On est surpris de l’ampleur des forces en présence, alors qu’à la même époque le roi de France peinait à aligner des armées de plus de 20 000 hommes et qu’il faudra attendre l’époque napoléonienne pour voir en Europe rassemblé un nombre de combattants équivalent à celui de Sekigahara. On est frappé par la violence des batailles, dont il n’existe pas de bilan mais qui tuaient beaucoup, et par l’hécatombe des acteurs de cette histoire. Malheur aux vaincus : pour ceux qui n’ont pas trouvé la mort sur le prés, l’élimination est généralement la règle, et pour eux comme pour leur famille, femmes, concubines et enfants compris, il n’y a pas d’autre issue que la mort, par massacre, exécution ou suicide, notamment le fameux éventrement, le sepuku. Il s’agit d’une guerre civile et d’une lutte pour le pouvoir, dans laquelle chacun sait depuis Game of thrones «qu’on gagne ou qu’on meurt».

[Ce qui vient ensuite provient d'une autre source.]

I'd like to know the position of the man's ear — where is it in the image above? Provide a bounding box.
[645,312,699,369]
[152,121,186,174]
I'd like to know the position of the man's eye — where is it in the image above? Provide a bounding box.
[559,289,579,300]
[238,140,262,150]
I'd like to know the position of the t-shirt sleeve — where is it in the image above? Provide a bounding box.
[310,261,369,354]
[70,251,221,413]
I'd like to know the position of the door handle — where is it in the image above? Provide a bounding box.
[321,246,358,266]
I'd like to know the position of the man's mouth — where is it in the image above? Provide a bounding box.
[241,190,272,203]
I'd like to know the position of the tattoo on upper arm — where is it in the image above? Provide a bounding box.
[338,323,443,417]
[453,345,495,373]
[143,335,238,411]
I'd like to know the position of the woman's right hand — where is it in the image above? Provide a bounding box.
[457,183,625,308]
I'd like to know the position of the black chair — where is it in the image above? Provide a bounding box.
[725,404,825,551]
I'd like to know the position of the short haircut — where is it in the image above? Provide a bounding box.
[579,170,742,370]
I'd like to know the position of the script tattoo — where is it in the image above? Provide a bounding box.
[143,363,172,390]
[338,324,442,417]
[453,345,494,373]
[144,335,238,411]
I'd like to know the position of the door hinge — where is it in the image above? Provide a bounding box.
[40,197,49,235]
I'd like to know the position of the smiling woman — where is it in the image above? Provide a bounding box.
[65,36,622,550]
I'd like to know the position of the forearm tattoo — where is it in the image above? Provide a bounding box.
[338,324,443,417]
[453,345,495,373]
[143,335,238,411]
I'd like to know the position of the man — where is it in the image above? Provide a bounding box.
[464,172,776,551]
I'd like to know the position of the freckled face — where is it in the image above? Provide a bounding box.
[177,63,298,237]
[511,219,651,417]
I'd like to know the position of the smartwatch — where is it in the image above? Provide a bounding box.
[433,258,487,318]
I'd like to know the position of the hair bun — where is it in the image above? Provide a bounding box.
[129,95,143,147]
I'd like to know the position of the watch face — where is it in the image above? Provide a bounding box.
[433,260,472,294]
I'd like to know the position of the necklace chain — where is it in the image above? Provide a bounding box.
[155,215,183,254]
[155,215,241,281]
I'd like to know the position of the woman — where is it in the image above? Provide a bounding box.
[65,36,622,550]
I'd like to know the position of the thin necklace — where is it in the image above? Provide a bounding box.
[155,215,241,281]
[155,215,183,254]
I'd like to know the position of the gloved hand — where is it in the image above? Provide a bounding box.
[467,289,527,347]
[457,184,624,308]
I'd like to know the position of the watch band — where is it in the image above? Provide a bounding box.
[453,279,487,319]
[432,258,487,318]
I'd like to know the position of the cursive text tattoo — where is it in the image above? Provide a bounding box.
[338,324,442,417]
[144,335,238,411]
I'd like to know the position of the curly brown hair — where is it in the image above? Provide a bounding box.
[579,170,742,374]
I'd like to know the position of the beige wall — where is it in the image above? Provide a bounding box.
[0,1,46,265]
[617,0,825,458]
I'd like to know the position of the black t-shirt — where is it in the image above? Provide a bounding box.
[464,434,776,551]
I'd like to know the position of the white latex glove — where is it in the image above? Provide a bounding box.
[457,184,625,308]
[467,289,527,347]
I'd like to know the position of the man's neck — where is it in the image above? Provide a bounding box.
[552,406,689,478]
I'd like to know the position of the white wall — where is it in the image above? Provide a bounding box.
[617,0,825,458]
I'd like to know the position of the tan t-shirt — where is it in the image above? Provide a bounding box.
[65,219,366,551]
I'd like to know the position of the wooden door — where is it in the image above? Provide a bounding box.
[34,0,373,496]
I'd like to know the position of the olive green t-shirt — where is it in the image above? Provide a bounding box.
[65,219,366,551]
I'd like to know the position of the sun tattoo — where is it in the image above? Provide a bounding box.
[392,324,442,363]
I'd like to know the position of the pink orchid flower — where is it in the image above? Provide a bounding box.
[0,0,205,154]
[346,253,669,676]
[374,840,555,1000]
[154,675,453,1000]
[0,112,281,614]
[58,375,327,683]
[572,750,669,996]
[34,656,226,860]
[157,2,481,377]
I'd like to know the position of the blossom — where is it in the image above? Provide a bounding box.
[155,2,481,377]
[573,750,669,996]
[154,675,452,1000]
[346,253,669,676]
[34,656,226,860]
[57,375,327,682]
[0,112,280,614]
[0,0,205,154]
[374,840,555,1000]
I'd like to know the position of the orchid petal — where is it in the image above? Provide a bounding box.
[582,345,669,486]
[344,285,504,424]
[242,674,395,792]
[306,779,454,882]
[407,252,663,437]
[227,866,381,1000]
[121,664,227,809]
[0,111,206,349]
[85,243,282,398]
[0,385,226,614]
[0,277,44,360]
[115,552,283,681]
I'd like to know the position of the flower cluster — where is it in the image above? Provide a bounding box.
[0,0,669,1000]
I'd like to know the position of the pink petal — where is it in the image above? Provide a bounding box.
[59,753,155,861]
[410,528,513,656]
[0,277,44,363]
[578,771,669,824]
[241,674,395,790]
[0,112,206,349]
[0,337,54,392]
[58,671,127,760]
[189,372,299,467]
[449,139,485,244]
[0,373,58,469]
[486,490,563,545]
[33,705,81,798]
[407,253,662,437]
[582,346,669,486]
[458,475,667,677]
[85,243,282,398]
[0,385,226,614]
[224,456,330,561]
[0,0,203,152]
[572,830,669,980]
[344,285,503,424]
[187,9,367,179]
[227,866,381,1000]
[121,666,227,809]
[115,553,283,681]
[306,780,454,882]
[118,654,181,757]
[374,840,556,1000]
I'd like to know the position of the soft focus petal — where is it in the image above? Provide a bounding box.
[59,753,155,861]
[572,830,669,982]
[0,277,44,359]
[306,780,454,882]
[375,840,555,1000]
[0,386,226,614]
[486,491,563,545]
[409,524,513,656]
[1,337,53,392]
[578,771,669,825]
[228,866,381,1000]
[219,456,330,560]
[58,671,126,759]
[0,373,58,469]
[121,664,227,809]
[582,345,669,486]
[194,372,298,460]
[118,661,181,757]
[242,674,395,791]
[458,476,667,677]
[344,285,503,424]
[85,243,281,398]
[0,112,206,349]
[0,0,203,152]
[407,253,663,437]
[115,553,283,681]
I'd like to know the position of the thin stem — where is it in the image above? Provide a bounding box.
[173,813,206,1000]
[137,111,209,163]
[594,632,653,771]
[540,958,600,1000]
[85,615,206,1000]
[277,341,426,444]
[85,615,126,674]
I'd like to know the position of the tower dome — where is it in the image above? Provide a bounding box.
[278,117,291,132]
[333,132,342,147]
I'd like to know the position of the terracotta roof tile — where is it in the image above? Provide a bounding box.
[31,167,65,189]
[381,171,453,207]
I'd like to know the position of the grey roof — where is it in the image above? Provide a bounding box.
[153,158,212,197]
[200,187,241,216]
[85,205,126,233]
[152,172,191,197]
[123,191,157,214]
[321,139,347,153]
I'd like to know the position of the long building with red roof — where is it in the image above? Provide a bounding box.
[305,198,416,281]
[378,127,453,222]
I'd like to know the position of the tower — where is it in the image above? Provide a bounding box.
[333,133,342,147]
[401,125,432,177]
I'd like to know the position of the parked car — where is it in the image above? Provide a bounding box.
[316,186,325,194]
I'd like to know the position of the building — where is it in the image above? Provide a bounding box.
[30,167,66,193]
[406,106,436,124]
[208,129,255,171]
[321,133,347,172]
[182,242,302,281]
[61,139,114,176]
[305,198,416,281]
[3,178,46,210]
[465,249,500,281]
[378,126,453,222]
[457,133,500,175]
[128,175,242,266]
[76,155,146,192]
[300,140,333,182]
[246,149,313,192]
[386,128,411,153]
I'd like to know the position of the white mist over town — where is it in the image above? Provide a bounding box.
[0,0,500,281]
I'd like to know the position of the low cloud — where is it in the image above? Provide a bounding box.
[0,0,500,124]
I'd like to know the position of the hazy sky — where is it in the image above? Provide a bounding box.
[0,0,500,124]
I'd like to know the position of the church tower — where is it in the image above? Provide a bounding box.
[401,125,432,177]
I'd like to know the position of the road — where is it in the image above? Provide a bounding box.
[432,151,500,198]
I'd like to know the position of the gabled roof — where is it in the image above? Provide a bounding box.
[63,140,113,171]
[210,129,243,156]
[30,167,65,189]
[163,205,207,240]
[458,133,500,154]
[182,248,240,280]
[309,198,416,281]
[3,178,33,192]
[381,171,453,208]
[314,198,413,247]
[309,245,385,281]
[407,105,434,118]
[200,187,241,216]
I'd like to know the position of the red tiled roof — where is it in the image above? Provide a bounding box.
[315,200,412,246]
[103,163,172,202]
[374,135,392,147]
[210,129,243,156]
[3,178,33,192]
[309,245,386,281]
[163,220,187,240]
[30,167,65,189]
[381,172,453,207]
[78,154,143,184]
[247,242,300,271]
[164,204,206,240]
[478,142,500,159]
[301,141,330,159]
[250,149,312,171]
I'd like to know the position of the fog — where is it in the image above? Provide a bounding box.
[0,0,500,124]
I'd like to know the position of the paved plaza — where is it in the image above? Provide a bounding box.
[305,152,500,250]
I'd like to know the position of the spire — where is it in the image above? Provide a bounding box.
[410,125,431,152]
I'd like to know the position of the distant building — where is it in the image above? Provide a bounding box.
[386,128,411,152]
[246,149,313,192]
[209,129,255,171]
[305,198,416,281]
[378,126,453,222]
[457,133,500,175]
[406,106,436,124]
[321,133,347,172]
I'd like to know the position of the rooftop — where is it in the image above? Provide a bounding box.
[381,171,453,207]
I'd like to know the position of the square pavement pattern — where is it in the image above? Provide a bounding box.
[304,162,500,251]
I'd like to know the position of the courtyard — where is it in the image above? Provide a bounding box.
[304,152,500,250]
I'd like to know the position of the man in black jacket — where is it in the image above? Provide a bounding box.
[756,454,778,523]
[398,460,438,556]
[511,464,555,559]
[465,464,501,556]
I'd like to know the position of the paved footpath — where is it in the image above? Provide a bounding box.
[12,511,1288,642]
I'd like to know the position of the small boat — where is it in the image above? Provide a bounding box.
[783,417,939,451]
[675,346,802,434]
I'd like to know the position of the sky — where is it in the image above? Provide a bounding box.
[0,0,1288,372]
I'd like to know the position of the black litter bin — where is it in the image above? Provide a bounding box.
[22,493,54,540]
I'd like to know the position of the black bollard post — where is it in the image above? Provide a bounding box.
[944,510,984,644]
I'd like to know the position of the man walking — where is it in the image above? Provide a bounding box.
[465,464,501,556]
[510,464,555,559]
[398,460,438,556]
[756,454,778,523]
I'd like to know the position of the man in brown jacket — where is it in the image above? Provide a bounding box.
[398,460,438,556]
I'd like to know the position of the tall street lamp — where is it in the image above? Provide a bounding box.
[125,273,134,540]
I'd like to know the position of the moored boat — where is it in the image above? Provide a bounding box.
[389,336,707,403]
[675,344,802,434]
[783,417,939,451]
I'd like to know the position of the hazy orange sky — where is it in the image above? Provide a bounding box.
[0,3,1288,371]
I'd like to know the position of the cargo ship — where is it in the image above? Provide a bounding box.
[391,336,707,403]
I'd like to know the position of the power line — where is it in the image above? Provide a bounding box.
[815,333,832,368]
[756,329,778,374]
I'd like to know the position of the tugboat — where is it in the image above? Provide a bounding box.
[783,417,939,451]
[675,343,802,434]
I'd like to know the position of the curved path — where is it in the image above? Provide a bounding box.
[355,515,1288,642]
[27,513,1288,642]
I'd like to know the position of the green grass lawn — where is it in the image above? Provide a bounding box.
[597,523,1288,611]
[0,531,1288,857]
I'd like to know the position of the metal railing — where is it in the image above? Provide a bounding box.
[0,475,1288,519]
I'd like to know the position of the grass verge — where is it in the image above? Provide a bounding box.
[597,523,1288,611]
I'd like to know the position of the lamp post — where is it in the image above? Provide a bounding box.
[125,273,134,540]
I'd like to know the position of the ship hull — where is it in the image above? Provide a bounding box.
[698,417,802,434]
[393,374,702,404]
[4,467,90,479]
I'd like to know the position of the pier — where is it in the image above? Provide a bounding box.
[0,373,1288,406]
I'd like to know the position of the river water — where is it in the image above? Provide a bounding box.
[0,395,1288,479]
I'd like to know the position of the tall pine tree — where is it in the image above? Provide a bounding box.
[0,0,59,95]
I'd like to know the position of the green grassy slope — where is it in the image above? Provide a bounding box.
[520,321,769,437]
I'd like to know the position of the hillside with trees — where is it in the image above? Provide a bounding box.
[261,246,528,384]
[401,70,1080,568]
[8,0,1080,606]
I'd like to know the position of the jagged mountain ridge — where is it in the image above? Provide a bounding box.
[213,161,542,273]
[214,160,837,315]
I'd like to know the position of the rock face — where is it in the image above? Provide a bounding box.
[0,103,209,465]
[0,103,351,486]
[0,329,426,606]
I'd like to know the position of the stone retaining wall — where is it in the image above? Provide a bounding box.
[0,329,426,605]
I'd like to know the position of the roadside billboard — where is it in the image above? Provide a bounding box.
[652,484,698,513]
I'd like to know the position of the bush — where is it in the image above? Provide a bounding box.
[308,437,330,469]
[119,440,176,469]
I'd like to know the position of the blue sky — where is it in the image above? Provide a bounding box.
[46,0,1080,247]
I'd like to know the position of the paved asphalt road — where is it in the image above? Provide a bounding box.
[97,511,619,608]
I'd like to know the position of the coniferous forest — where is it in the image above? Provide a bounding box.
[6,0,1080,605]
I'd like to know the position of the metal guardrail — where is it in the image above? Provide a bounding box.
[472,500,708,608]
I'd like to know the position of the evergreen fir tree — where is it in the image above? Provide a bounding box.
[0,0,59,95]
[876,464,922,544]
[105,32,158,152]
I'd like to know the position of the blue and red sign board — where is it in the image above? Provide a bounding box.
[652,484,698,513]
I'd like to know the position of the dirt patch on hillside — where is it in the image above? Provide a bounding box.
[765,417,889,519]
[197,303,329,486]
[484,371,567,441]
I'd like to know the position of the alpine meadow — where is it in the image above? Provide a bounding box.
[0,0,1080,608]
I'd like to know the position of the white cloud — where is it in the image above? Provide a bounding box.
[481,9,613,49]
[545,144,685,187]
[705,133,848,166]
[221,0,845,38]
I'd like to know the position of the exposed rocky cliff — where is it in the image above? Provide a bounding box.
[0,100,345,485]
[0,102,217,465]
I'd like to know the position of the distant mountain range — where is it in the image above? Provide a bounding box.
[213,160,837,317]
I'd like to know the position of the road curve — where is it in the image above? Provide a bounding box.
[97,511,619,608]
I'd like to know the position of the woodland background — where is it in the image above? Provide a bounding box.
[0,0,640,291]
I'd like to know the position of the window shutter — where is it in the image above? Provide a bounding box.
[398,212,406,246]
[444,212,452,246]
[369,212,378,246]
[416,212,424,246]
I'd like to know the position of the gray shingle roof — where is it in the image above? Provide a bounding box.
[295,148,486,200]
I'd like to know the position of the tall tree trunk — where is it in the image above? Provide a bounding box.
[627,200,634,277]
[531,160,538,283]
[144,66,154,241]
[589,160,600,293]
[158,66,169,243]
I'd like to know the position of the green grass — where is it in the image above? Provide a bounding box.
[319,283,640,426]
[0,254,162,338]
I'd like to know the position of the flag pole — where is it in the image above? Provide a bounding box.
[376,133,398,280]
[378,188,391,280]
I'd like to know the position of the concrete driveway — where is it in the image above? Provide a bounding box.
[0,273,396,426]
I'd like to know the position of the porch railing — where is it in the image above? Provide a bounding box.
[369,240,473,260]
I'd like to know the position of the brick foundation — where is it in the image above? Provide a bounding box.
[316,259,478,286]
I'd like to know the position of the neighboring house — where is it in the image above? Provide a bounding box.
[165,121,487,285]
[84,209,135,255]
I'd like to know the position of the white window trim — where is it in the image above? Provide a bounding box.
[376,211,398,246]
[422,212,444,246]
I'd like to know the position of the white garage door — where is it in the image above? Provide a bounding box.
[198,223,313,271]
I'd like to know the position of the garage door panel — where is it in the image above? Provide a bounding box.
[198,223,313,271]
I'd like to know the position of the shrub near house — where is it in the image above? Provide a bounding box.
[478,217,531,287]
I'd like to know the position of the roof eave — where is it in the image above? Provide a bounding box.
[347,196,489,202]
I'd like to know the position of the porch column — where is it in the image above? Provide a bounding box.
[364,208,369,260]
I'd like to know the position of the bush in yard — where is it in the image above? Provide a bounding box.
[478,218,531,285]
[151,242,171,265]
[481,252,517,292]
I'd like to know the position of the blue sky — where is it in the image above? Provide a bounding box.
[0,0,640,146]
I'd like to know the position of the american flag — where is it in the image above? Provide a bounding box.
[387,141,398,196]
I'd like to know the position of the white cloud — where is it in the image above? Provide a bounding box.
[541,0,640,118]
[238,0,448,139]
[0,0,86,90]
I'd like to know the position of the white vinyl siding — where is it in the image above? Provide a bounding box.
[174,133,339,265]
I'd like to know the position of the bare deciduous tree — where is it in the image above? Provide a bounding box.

Mais à côté de ce tableau d’ensemble malgré tout éclairant, nombre de détails risquent d’échapper au profane, et beaucoup de questions restent sans réponse, voire ne sont pas posées du tout. La manière de combattre, le système de commandement ou encore la logistique, comment on recrutait, on rassemblait et on nourrissait de telles masses, tout cela est mal expliqué. On ne sait pas sur quelles sources repose cette histoire, dont les civils sont les grands absents. Comment sont-ils touchés par la guerre et comment la population du Japon a-t-elle bien pu passer de 10 à 17 millions d’habitants entre 1450 et 1600 dans un tel contexte de guerres incessantes ?

Heureusement, le dernier chapitre constitue une bonne ouverture qui apporte à l’événement Sekigahara un recul bienvenu. Il explique comment la bataille, et ses répliques du siège d’Osaka en 1614 et de la dernière bataille à Tennôji l’année suivante, ouvrit une longue période de paix, dominée par la caste des guerriers assagis et surveillés de près par la dynastie des shoguns Tokugawa. Cette nouvelle période, connue sous le nom d’Edo, fut une époque d’isolationnisme et de fermeture presque totale à l’extérieur, et vit le basculement du centre de gravité de l’archipel de la région du Kansai à celle du Kantô, et l’essor de Tokyo qui passa en quelques générations de bourgade de pêcheurs à agglomération d’un million d’habitants. C’est à cette période également que les représentations de la société japonaise traditionnelle se mirent en place, notamment la codification de l’art du guerrier, le fameux bushido, et la figure du samouraï telle que nous nous la connaissons. Ce chapitre permet donc d’échapper à une histoire bataille en partie ratée, et de comprendre la signification de l’événement, jusque dans la culture populaire et la mémoire nationale japonaises, où il conserve l’importance que son rôle charnière explique.